The federal government recently stripped California of its ability to determine which schools can accept students’ GI Bill benefits — and the state’s treatment of San Diego’s Thomas Jefferson Law School is a big part of the reason.
“California’s Department of Veterans Affairs suspended Thomas Jefferson from enrolling new students with veterans benefits in late 2017 and removed the school from the GI Bill program all together last year,” Lyle Moran reports in a new story. “The state acted in response to the San Diego law school being placed on probation by its national accreditor.”
But the federal VA said the state agency made a mistake, and the state agency eventually reversed course.
It didn’t end there, though. The federal VA took over the state VA’s GI Bill duties this month after the Thomas Jefferson incident and others.
During the period in which the school couldn’t accept GI Bill benefits, it stepped up to cover students’ expenses.
“The VA erroneously taking away GI Bill funding for Thomas Jefferson students when the ABA placed us on probation could have completely derailed my legal education,” one student told Moran. “I’m so thankful that my school stepped up during what could have been a very devastating time financially and emotionally so I could continue my education.”

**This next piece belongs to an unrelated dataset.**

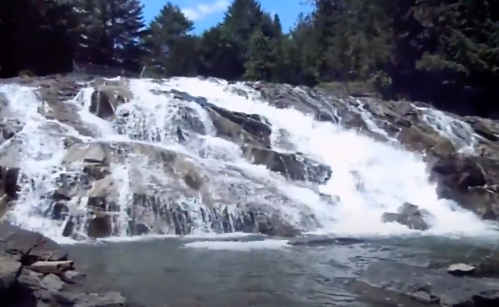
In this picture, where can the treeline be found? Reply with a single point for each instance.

SDSU Ups Offer to the City for Mission Valley Land
The standoff between the city of San Diego and San Diego State University over the purchase price of land around the Mission Valley stadium appears to have been short lived. In a letter to San Diego Mayor Kevin Faulconer, according to the Union-Tribune, university officials offered to pay $19.5 million more than previously proposed. The university now is offering to pay $87.7 million for the land to cover the cost of demolishing the old stadium, construct a new river park and account for the value of the the land’s appreciation since 2017.
The university and city had been in a dispute about whether the previous offer, of $68.2 million, rightfully accounted for the cost of the river park and demolition of the stadium or whether it forced the city to indirectly pay for the park, which was expressly prohibited by last year’s Measure G. If this dispute is resolved, it would mark a major step in SDSU’s progress toward developing the land.
Downtown Migrant Shelter’s Future Is Unclear
Border policy for the last two-plus years has been defined by change.
It was a change in federal policy in October 2018 that left San Diego officials scrambling to accommodate a crush of asylum-seekers federal officials were suddenly dropping off in San Diego without plans for how to reach sponsors and family members elsewhere in the country. That set off a mad scramble to locate and fund a facility to shelter those migrants.
It also led to a lawsuit by the county against the Trump Administration.
But another federal policy change — the Remain in Mexico program for Central American asylum-seekers — has slowed the flow of migrants who utilize the shelter.
In the latest Border Report, VOSD’s Maya Srikrishnan re-examines the circumstances that led San Diego officials to create the shelter and points out that its future is unclear, since the facility’s lease only runs through the end of this year.
Inside San Diego’s ‘Gold Standard’ Prison
If I told you there was a place in Santee with a coffee spot, a farmer’s market and gardening classes and an amphitheatre for movie nights, you might think there was a hot new neighborhood worth driving to East County to check out.
That place, though, is the Las Colinas Detention and Re-entry Facility, and a new Washington Post Magazine piece calls it “a gold standard for gender-responsive corrections.”
Before the facility was rebuilt, jail officials brought in a director from the Center for Gender and Justice to advise on improvements.
The resulting facility and policies offer examples that other jails should look to, the piece argues: “At Las Colinas, the women have access to unlimited feminine hygiene supplies, including tampons. Unlike at some facilities, they aren’t routinely strip-searched when they walk in the door. The visiting area has a playroom for kids.”
In Other News
- Republican Jim DeBello, the former CEO of Mitek Systems, filed paperwork to challenge Rep. Scott Peters in 2020.
- NBC San Diego tallied up the top five local ZIP codes for littering citations.
- The California Supreme Court ended a legal battle between San Diegans for Open Government and inewsource and SDSU. The nonprofit had challenged the newsroom’s lease with the university, but multiple courts rejected its arguments. (inewsource)
- SANDAG’s Regional Bikeway Program is behind schedule and millions over budget. (Union-Tribune)
- The U-T unearthed more fraud claims against San Diego businesswoman Gina Champion-Cain, who’s being investigated for fraud by the SEC.